Morning opens like a sore
in Silver City, where men
gut their own mother’s
belly—not for precious metals
but truck-loads of gravel
for driveways, foundations,
xeriscaped yards trying
so hard to look like they are
self-sufficient. The sun
overtakes the sky, like pain
evaporates the mind and
its little headlamp. A riddle:
what can be divided like a worm,
squirms, welcomes itself into one
body, is alive three times, you
would exchange a ton of gold
for any measure of it if you only knew
it was leaving. I bet you got it
by now, I bet you guessed water.
You’d be right. But I wasn’t
thinking water. I thought God,
or universe. Not that I’m wrong
or right to think this way,
because perception is on that list,
too. It fractures and isn’t broken.
My neighbor in his 70’s trailer
has about ten dogs, and those dogs
are believers, too, followers of the cult
of the Virgin of Pain. Their master
punishes them with a baseball bat for shitting
in the fenced-in yard. The bat is the metal kind
that rings across the exposed rock
as it strikes them across the back.
And the dogs don’t break, neither
does the bat. They are the kindest dogs,
they fear their own bodies, bringers
of pain, because they know their bodies
are imperfect, defecate
when they meant to pray/fetch/
bone. It’s hard to know what wise men
know. No, what wise men want
with such a limited brain. I wake to work
in the mines, well, to move
the gravel around, that’s all I do all day.
It’s what my father did, it’s what my sons will do
unless they leave.
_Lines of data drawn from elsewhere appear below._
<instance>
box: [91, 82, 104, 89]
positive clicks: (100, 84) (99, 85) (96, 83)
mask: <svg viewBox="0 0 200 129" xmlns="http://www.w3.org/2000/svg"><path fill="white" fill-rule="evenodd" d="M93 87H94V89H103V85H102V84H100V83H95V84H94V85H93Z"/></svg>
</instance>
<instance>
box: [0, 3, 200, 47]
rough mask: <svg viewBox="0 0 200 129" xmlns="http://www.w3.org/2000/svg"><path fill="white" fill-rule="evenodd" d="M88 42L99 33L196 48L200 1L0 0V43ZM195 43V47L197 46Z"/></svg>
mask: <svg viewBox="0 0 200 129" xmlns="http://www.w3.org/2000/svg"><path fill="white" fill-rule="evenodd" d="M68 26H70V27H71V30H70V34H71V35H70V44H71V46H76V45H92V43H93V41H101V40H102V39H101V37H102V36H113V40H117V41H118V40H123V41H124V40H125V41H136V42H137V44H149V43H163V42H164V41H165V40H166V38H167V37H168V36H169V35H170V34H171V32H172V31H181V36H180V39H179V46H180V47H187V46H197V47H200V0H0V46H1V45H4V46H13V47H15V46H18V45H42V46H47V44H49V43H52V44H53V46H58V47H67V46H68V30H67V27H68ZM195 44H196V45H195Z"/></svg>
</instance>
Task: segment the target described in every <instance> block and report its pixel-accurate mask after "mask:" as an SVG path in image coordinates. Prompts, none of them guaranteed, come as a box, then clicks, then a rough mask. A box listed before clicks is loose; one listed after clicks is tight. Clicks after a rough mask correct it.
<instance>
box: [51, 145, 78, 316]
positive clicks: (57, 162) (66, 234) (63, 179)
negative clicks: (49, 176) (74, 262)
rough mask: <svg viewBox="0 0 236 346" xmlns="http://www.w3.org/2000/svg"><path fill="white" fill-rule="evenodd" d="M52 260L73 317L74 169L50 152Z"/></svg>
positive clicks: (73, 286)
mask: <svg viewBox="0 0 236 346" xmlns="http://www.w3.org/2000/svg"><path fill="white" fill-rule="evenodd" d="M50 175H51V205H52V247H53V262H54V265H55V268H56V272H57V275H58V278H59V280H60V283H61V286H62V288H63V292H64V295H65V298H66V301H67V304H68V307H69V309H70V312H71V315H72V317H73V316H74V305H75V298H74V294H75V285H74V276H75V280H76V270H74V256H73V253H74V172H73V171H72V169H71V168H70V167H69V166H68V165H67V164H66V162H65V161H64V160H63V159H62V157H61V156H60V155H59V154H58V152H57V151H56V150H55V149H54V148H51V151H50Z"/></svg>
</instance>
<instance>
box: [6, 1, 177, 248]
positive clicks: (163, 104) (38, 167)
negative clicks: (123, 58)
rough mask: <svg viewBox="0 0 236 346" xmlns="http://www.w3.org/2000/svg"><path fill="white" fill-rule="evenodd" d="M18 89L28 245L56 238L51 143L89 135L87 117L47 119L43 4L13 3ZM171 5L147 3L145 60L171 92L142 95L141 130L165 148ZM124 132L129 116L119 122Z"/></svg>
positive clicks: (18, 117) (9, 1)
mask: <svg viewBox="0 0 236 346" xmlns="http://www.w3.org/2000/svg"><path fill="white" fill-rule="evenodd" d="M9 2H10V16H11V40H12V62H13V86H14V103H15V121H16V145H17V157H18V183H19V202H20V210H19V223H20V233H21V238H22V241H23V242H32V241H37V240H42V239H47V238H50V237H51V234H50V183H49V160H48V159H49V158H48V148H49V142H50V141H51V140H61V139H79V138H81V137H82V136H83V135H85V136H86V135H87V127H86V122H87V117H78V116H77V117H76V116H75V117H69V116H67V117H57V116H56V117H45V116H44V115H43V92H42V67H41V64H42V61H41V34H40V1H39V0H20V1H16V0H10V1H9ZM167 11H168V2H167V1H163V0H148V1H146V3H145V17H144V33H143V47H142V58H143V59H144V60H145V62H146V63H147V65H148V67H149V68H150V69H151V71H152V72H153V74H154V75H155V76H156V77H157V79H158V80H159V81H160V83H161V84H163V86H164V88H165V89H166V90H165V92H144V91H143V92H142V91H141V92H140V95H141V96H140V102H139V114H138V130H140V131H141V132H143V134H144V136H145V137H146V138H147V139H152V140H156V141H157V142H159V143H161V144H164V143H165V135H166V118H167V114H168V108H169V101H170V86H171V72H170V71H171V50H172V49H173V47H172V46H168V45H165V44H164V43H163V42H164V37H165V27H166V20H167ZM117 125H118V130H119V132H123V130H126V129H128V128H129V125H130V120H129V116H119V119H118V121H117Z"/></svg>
We got rid of the old
trucks, the kind that dump by lifting back
in one huge pile. Now the truck bed
opens up in flaps like an autopsy,
disembowels itself. It’s easy enough.
Still, I’ll wake up grating
my teeth. There are more shards of meth
in Hurley than there are stars in the sky.
But maybe we could all be good
if we could learn to be afraid
of our own assholes. Sometimes
when I wake, I could swear
someone was there. God, my mind
leaps up—and I’m like a dog
jerked awake by its own fart.
Each morning, I wake up grateful.
Each morning, I forget to remember
to call the dog pound. When I tell Marcelino,
I swear to God, one of these days
I’m gunna do it, he only says: good for you.